Print Page - text parsing

Title: text parsing
Post by: xtreme on June 16, 2007, 02:22:56 PM

hello guys

i´m new in this forum and custom times your helps

i would like write a text parser and i have trouble with this

can you help me!

regards

[attachment deleted by admin]

Title: Re: text parsing
Post by: hutch-- on June 16, 2007, 02:35:16 PM

Hi xtreme,

Welcome on board.

I have had a loot at you text file to parse which has this data in it,

Code Select


stringstart&str1=string1&str2=string2&stringend

You could design a parser for this format but it is much simpler and much faster to use a better design.

If you can live with text like,

Code Select


word1 word2 word3 word4

There is already a very fqst algo in the MASM32 project called wtok.
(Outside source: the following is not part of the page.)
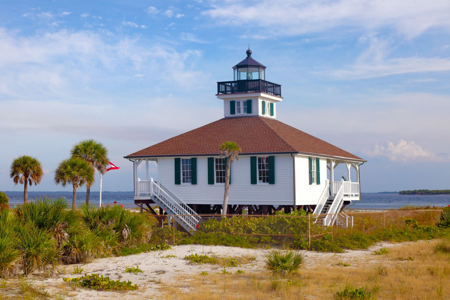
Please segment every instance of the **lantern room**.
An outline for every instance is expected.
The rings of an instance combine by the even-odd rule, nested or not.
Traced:
[[[252,50],[246,52],[246,59],[233,67],[234,80],[266,80],[266,66],[252,58]]]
It is an "in place" parser that delivers the result as an array of pointers to each word which it also zero terminates so you can just use the pointers to access the words.

Title: Re: text parsing
Post by: xtreme on June 16, 2007, 02:46:29 PM

hi

I would like to use this Design, it was to be print out string1 and string2

stringstart&str1=string1&str2=string2&stringend

thanks for your repley

Title: Re: text parsing
Post by: hutch-- on June 16, 2007, 03:28:50 PM

the current string that you want to parse uses "=" as the lead delimiter and "&" as the trailing delimiter, the first and last words are redundant.

Title: Re: text parsing
Post by: xtreme on June 16, 2007, 03:36:58 PM

thanks :U

Title: Re: text parsing
Post by: MichaelW on June 16, 2007, 04:13:39 PM

xtreme,

The way your string is formatted it will be difficult to parse. What do you expect the parsing to produce? For example:

Code Select


stringstart
&
str1
=
string1
&
str2
=
string2
&
stringend

Or something else?

Assuming that "&" is a string concatenation operator and "=" is an assignment operator, as a programming language statement your string would be illegal in most common languages because it contains operators on the left side of assignments.

Title: Re: text parsing
Post by: xtreme on June 16, 2007, 05:13:13 PM

thanks to all

I solved it a little the problem! only that is not print the string2 :'(

give a another findstring example

Str_find PROC, sourcePtr:PTR BYTE, targetPtr:PTR BYTE

mov eax, sourcePtr
mov ebx, targetPtr
mov esi, targetPtr
xor ecx, ecx
L0:
cmp BYTE PTR [esi], 0
je L1
inc esi
inc ecx
jmp L0
L1:
mov edx, ecx
L2:
mov esi, eax
mov edi, ebx
repe cmpsb
jz FOUND
mov ecx, edx
cmp BYTE PTR [eax + ecx], 0
jz NOT_FOUND
inc eax
jmp L2
NOT_FOUND:
or eax, 1
ret
FOUND:
mov tLength,edx
sub esi,tLength
ret
Str_find ENDP

[attachment deleted by admin]

Title: Re: text parsing
Post by: MichaelW on June 16, 2007, 09:51:22 PM

I still am not sure what you are trying to do. This project would be easier if you would start with a console app, so you could concentrate on the string handling code instead of being distracted by the dialog code. You can take care of the dialog code after you get the string handling code working. The attachment contains the necessary parts of your code, cleaned up a bit, and converted to a console app. I also included code that displays a hex-ascii dump of the memory at the pointer returned by Str_find, so you can see exactly what the result is. The hex-ascii dump is displayed on the console, so to see it you must build the code as a console app.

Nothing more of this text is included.